Back home, I used the same pair for two weeks of night-time use — apartment building, street-level noise, occasional leaf-blower Saturdays. By night three I had the application technique dialed: thin layer, not compressed into a ball, outer ear canal entrance only. That last part matters. If you push them too deep they lose the sealing surface area and also become uncomfortable on your ear bone. With correct placement I wore them for eight-hour stretches and woke with zero ear canal soreness, which is more than I can say for every foam plug I've tried.

The durability question is real. After about eight uses the silicone started picking up minor debris from my ear and hair products, and the seal felt less airtight. I washed them twice with warm water and mild soap, which helped, but by the tenth use the pair I was testing was clearly on its way out. That's consistent with the brand's guidance and about what I'd expect from reusable silicone rather than disposable foam. I rotated in a fresh pair — part of the value pack's appeal — and kept going.

Who Should Buy It?

  • Couples with snoring partners — Mack's is explicitly doctor-recommended for this use case, and the evidence is in the seal. If your partner snores at 60–70 dB, these reduce it to a manageable hum.
  • Side sleepers who find foam plugs painful — the putty compresses softly against the pillow rather than jamming a hard cylinder into your canal.
  • Frequent travellers and commuters — the value pack lives permanently in a travel bag, purse, and work desk drawer.
  • Swimmers and water sports enthusiasts — the waterproof, reusable design works just as well at the pool as in the bedroom.

Skip these if you're looking for industrial-grade hearing protection — the NRR 22 won't suffice for construction sites or shooting ranges. Also skip if you have an active skin condition in your ear canal or can't tolerate anything touching your outer ear; the tactile presence of the putty, while mild, isn't zero.
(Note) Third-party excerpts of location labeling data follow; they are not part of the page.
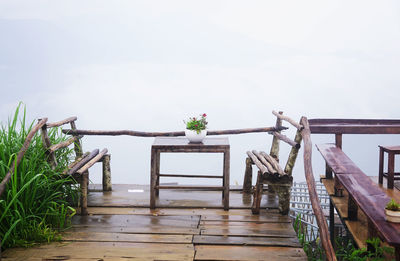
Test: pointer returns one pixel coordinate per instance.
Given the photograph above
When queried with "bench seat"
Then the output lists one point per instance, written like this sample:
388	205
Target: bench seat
363	194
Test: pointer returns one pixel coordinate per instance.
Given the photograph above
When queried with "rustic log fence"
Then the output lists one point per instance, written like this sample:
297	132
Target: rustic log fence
20	155
303	133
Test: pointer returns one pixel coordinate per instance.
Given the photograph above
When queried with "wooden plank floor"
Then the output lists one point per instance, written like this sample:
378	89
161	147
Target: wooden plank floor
120	232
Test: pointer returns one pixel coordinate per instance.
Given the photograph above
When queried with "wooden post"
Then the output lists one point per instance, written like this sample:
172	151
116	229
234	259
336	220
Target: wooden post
352	209
84	192
390	176
153	179
274	152
284	198
248	176
258	189
293	154
316	205
338	140
107	185
77	143
47	143
381	163
331	220
158	172
226	170
328	172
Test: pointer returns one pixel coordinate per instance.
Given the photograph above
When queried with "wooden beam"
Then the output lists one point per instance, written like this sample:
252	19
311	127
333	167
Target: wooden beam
64	144
91	162
273	162
263	160
170	134
274	151
83	162
316	206
260	166
60	123
284	138
289	120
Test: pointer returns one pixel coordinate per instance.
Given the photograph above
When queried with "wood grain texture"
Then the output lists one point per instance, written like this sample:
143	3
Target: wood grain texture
21	153
316	206
248	253
103	251
168	134
62	122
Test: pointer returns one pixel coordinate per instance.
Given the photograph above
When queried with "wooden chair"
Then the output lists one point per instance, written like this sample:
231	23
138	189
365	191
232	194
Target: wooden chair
79	168
278	179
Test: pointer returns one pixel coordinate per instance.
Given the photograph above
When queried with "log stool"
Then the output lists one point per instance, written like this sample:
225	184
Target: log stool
390	174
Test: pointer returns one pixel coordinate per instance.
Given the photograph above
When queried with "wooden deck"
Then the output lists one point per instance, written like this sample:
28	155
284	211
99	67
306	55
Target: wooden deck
190	225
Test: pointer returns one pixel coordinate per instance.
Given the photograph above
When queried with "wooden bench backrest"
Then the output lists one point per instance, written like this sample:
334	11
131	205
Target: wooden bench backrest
366	194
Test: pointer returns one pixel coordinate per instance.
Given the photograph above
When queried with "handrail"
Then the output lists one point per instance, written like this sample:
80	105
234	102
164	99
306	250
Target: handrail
21	153
316	206
174	133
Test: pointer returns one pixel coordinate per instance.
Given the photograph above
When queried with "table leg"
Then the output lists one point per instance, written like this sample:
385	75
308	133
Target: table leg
331	221
391	171
381	160
153	179
226	180
157	172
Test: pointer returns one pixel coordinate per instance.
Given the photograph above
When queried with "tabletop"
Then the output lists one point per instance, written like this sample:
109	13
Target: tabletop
217	142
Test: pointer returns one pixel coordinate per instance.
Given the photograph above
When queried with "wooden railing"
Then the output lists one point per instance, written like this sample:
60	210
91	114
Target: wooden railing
316	206
20	155
338	127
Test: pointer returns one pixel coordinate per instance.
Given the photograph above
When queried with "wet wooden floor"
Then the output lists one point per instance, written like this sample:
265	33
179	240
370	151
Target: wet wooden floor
189	225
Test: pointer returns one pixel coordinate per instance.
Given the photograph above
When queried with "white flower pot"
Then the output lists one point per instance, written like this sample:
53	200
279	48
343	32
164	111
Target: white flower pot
195	137
392	216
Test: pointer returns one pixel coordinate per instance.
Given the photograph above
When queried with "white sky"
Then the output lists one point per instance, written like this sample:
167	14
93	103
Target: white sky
147	65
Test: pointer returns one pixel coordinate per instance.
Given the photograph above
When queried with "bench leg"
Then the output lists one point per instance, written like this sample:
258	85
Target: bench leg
106	173
248	176
381	160
391	171
153	180
258	190
84	193
284	199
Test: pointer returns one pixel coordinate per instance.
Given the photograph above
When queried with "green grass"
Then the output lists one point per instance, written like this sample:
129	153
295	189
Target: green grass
36	203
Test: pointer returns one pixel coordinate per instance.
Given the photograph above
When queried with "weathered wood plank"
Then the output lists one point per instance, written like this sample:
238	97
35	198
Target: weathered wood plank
248	253
174	211
265	218
103	251
246	241
337	160
131	221
87	236
249	231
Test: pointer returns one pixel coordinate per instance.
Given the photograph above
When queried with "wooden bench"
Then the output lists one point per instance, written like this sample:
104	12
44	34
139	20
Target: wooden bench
79	168
278	179
363	194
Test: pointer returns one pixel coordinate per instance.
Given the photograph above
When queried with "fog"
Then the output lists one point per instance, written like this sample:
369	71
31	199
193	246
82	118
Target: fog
149	65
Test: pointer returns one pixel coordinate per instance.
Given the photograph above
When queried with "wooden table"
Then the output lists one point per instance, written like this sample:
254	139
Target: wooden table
182	145
390	174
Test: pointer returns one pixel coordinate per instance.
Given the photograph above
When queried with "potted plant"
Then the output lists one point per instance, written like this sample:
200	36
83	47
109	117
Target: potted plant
196	128
392	211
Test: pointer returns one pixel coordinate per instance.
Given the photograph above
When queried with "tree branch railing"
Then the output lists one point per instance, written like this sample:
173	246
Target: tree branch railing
316	206
169	134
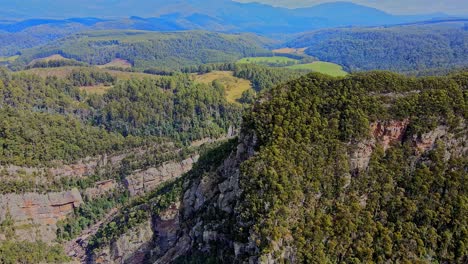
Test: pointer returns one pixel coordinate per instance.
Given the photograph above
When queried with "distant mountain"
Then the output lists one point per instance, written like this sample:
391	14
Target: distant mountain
220	15
31	23
146	49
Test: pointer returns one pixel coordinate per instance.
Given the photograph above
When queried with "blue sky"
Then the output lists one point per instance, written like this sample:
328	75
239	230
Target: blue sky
392	6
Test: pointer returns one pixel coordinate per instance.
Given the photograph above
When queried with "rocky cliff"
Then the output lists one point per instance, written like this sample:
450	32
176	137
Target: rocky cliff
209	210
35	215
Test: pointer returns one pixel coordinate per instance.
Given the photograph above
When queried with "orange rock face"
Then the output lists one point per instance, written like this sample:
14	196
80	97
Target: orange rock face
389	132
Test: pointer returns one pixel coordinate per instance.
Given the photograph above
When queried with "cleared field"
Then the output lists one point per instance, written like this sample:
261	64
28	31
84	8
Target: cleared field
54	57
322	67
97	89
234	86
269	60
62	72
300	51
119	63
9	59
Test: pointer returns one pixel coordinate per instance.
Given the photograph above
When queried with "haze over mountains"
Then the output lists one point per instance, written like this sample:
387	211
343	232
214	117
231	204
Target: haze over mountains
218	15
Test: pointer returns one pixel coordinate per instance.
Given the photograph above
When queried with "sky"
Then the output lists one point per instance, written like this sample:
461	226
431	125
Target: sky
452	7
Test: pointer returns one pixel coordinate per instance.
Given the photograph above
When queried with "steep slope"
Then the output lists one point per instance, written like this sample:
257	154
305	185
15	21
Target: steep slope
69	160
150	49
370	167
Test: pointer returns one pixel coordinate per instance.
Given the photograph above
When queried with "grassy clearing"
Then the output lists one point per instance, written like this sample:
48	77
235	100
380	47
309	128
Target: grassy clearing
9	59
276	60
63	72
322	67
234	86
299	51
118	63
97	89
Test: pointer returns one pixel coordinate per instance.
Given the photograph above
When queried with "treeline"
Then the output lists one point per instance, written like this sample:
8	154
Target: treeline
151	49
262	77
54	64
401	49
43	120
298	188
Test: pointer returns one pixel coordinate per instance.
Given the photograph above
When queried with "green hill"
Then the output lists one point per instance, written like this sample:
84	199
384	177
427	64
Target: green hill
145	49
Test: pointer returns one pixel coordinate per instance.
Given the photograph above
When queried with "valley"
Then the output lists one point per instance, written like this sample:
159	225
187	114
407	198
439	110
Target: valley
220	131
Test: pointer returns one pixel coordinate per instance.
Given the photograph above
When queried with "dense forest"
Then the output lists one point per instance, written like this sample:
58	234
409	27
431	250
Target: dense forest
301	199
398	48
145	49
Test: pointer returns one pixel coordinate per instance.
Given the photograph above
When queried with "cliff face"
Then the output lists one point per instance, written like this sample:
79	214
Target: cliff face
209	210
147	180
35	215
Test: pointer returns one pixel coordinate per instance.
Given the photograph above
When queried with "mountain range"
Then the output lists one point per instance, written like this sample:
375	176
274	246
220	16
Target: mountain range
217	15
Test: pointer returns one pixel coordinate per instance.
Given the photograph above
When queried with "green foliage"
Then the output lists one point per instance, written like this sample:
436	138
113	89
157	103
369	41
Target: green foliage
171	106
54	64
89	78
136	212
275	61
404	48
265	78
299	191
28	138
88	214
150	49
31	252
45	120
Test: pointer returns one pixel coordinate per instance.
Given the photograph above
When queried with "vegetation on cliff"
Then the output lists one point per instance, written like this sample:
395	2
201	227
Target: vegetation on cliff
299	195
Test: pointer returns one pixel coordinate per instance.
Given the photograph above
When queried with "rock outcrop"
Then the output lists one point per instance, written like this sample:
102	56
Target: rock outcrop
381	133
208	210
35	215
130	248
147	180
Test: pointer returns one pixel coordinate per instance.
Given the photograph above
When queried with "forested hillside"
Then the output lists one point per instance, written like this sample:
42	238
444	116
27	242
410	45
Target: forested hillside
52	119
367	168
399	48
150	49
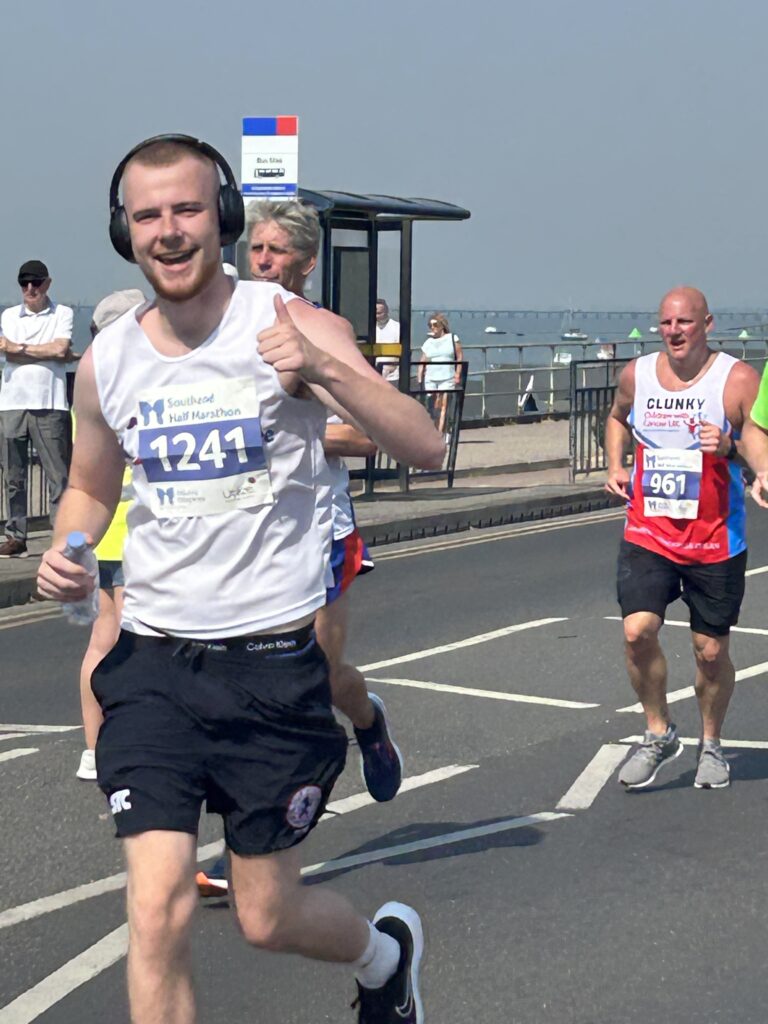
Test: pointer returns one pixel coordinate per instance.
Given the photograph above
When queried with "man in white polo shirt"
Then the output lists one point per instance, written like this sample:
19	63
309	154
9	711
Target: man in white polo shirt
36	337
387	331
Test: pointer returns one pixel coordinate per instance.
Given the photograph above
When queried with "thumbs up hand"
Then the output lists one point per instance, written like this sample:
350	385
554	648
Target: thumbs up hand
286	348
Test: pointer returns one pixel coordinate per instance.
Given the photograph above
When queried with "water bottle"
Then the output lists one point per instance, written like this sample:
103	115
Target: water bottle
78	550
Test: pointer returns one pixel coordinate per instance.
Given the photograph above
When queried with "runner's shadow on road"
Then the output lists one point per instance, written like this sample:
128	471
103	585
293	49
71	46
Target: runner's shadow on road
526	836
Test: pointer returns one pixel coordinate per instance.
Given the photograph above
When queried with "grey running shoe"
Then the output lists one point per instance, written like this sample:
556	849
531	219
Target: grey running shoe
714	771
654	751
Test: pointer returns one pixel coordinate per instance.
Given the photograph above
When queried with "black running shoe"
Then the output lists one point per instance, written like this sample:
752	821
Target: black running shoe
398	1000
382	761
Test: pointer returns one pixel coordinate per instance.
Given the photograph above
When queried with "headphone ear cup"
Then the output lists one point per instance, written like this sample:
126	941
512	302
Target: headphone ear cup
231	214
120	235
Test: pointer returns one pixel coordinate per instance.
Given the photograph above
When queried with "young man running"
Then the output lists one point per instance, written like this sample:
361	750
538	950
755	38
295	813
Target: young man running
684	534
284	242
216	690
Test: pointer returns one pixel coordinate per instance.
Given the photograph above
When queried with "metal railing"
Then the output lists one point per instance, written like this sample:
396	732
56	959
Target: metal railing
37	488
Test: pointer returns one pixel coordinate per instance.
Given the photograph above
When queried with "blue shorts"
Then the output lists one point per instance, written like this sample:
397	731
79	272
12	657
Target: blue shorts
111	576
349	558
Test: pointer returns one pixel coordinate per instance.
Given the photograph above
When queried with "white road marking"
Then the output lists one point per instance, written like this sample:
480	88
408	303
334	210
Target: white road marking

Alternatives Worth Considering

  • Mack's SleepShield — a moulded, multi-use silicone option specifically designed for side-sleepers, with a slightly higher profile for deeper canal coverage.
  • Howard Leight by Honeywell Laser-Lite Foam Earplugs — NRR 32, disposable, cheaper per use. Better for loud environments but less comfortable for all-night sleep.
  • Ohropax Soft Foam Earplugs — German brand, renowned for a natural foam formulation that's exceptionally soft. A strong contender if you're willing to spend more per pair and don't mind single-use.

FAQ

NRR 22 means these earplugs reduce ambient noise by roughly 22 decibels. In practice that brings a loud hotel room (65 dB) down to conversational murmur territory. It won't silence a jackhammer, but for snoring and street noise it's genuinely effective.

Final Verdict

Mack's Pillow Soft silicone earplugs aren't a miracle — they're a well-executed, reliable tool for the specific problem of unwanted ambient noise during sleep, travel, and water activities. The NRR 22 rating is meaningful, the comfort over long sessions is genuinely good, and the reusable design makes the value pack price per use surprisingly low. What I appreciate most is the honesty: these aren't sold as industrial hearing protection or as noise-cancelling headphones in earplug form. They do exactly what moldable silicone earplugs can do, and they do it well. If that matches your situation, you probably won't be disappointed.